Stone’s research interests in AI include machine learning — especially reinforcement learning, multiagent systems, robotics and e-commerce. He’s also the co-founder of Cogitai, a startup focused on continual learning.

But he’s best known for his passion for robot soccer, which has become a holy grail for AI and robotics researchers around the world.

Turning the Soccer Pitch into a Proving Ground

Stone and his team are among the best in the world, scoring championships in the annual RoboCup in 2011, 2012, 2014, 2015, 2016 and 2017. The key to Stone’s success: advancements in an area of machine learning known as reinforcement learning.

Most modern machine learning relies on something called supervised learning. With supervised learning, neural networks are trained with labeled examples of real-world images they’re supposed to understand — such as handwritten numbers — and given immediate feedback if they get it wrong.

The problem: that’s rarely how people learn; and it won’t help robots master complex tasks, such as playing soccer.

The Difference Between Reinforcement Learning and Supervised Learning

Reinforcement learning algorithms, by contrast, must deal with delayed feedback — a system won’t know if it’s got it right until after it makes a long string of decisions. Think about winning a game of chess or navigating to a destination in your car, tasks that rely on getting a long string of decisions right, Stone explains.

Even more importantly, data isn’t given to the learning algorithm in advance. Rather, it has to generate its own experience based on what actions it selects as it strives to achieve a goal that requires a long string of decisions.

While that approach has yielded many breakthroughs over the past two decades — from computers that can beat humans at backgammon to Google’s victory last year at the ancient game of go — the challenges become even more complex when teaching robots how to master soccer.

Not only do these robots have to learn, for example, to walk, dribble a ball and shoot a goal, they have to adapt to an environment where they have to work together to compete against other teams.

The key: Stone’s team is training machines to layer different skills — so they master clusters of skills at once, much the way people do — rather than learning one at a time in isolation.

Real-World Implications

Such technologies are essential if robots are to move out of factories and become useful in our homes and offices.

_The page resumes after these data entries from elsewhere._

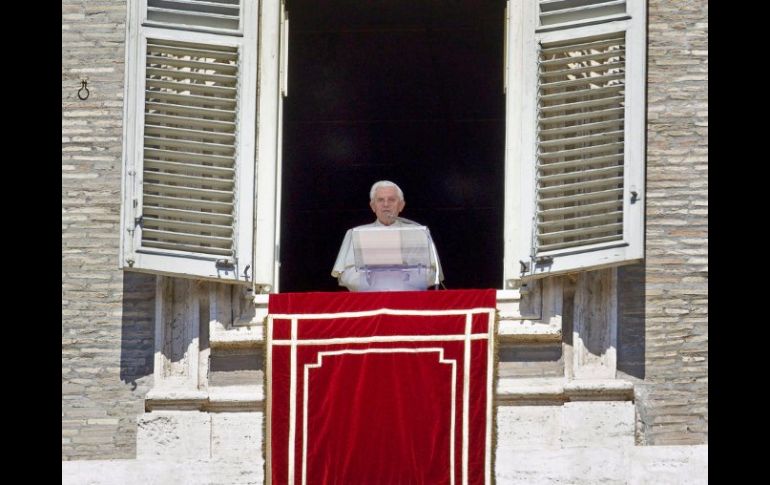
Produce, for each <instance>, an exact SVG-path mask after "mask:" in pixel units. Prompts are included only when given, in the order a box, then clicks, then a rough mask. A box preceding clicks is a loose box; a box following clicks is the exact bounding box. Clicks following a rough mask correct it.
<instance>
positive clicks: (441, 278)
mask: <svg viewBox="0 0 770 485" xmlns="http://www.w3.org/2000/svg"><path fill="white" fill-rule="evenodd" d="M405 205H406V202H405V201H404V193H403V192H402V191H401V189H400V188H399V186H398V185H396V184H394V183H393V182H391V181H389V180H380V181H379V182H375V184H374V185H372V189H371V190H370V191H369V206H370V207H371V208H372V212H374V213H375V215H376V216H377V220H376V221H374V222H373V223H371V224H364V225H363V226H358V227H357V228H356V229H359V228H367V227H373V228H374V227H376V228H382V229H385V228H400V227H405V226H415V227H417V226H419V225H420V224H418V223H416V222H414V221H410V220H409V219H405V218H403V217H398V215H399V214H400V213H401V211H402V210H404V206H405ZM429 254H430V267H429V268H427V269H426V270H424V271H422V272H419V273H417V274H414V273H413V274H407V273H403V274H402V273H397V274H391V275H387V274H379V275H376V278H374V279H373V278H367V275H366V274H365V273H364V272H363V271H358V270H357V269H356V267H355V256H354V253H353V229H348V231H347V233H345V239H344V240H343V241H342V246H341V247H340V252H339V254H338V255H337V261H336V262H335V263H334V269H333V270H332V276H333V277H335V278H338V281H339V284H340V286H344V287H346V288H348V289H349V290H350V291H383V290H413V289H424V288H426V287H428V286H431V285H434V284H436V283H437V279H436V273H438V281H443V279H444V274H443V272H442V271H441V262H440V261H439V259H438V252H436V247H435V245H434V244H433V240H432V239H430V251H429ZM377 278H379V280H380V281H376V279H377ZM415 278H418V279H419V281H415Z"/></svg>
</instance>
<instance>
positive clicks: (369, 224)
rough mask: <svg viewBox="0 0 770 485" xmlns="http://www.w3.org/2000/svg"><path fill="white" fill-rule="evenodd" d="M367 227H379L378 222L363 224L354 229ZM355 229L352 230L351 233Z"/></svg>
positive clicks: (354, 227)
mask: <svg viewBox="0 0 770 485" xmlns="http://www.w3.org/2000/svg"><path fill="white" fill-rule="evenodd" d="M366 227H377V222H370V223H369V224H361V225H360V226H356V227H354V228H353V229H364V228H366ZM353 229H351V231H352V230H353Z"/></svg>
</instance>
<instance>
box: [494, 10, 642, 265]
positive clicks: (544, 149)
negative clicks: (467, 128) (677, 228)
mask: <svg viewBox="0 0 770 485" xmlns="http://www.w3.org/2000/svg"><path fill="white" fill-rule="evenodd" d="M644 8H645V5H644V2H643V1H639V0H627V1H600V0H541V1H540V2H538V5H537V6H536V7H535V6H532V5H531V2H530V5H520V6H519V9H518V10H517V12H518V13H519V14H520V15H521V16H522V17H523V18H524V25H525V27H524V28H523V29H521V34H520V38H519V39H518V43H517V44H516V45H513V44H511V45H510V46H509V49H510V50H512V51H513V52H512V57H513V58H512V59H511V60H509V61H511V62H512V63H515V64H512V65H519V66H521V69H522V70H523V72H522V73H521V74H522V75H521V76H519V80H518V81H517V82H518V83H519V84H520V85H519V86H518V90H514V93H517V94H518V95H519V96H521V98H520V99H519V100H518V101H519V102H518V103H516V104H518V105H519V106H521V107H522V108H521V109H523V110H524V111H525V112H524V113H523V114H522V115H521V117H520V118H521V119H519V120H518V126H519V127H520V128H519V129H520V133H518V134H516V136H517V137H519V140H520V143H519V144H516V145H515V149H516V153H511V152H510V151H509V153H508V156H509V160H508V163H509V167H511V169H512V170H511V173H512V176H515V177H518V180H516V181H508V182H507V183H509V187H518V188H519V190H520V193H521V197H522V198H521V200H520V201H519V204H518V213H516V214H512V215H511V217H510V218H517V219H518V221H517V222H516V223H510V224H509V227H510V228H512V229H511V230H514V229H513V228H515V229H518V230H519V231H520V233H519V234H518V235H516V236H514V237H512V238H511V240H513V241H514V242H513V244H512V250H511V252H509V253H508V254H509V255H510V257H511V259H514V258H515V259H514V260H515V261H517V262H518V263H520V264H519V265H514V264H508V265H507V267H506V279H507V280H517V279H522V278H524V279H526V278H529V277H536V276H544V275H548V274H557V273H564V272H570V271H578V270H588V269H597V268H600V267H607V266H614V265H619V264H624V263H630V262H633V261H637V260H639V259H641V257H642V256H643V234H644V231H643V220H644V218H643V216H644V214H643V207H644V204H643V203H642V202H641V194H642V193H643V188H644V159H643V156H644V145H643V143H644V109H645V100H644V82H645V77H644V72H645V65H644V63H645V58H644V50H645V36H644V28H645V25H644V23H645V13H644ZM527 16H529V21H527V20H526V17H527ZM527 26H529V27H527ZM513 42H516V40H515V39H514V40H513ZM512 77H513V78H516V75H515V74H514V75H513V76H512ZM524 98H526V99H524ZM510 101H513V100H509V104H508V106H509V109H510V107H511V102H510ZM510 119H511V115H510V113H509V120H510ZM513 125H514V127H515V126H516V125H517V124H516V123H514V124H513ZM509 135H510V134H509ZM513 157H515V158H516V160H515V161H514V160H510V159H511V158H513ZM515 208H516V207H514V209H515ZM507 230H508V228H507ZM515 266H518V267H515ZM516 273H518V275H517V274H516Z"/></svg>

“The question that connects all of them is to what degree can autonomous intelligent agents learn in the presence of teammates and/or adversaries in real-time, dynamic domains,” Stone says.

Finding answers to tough questions like these means that, in the coming decades, the cluster of technologies known as AI will have a growing impact in industries as diverse as transportation and healthcare.

Some will be positive, others may require us to find creative ways to adapt. “We don’t think all jobs will go away, but the gap between rich and poor may widen,” Stone says.

Of course, there’s little to worry about, for now, particularly if you’re a world-class soccer player. Even a team of middle-aged computer scientists can easily beat the best robots in the world at real-world soccer.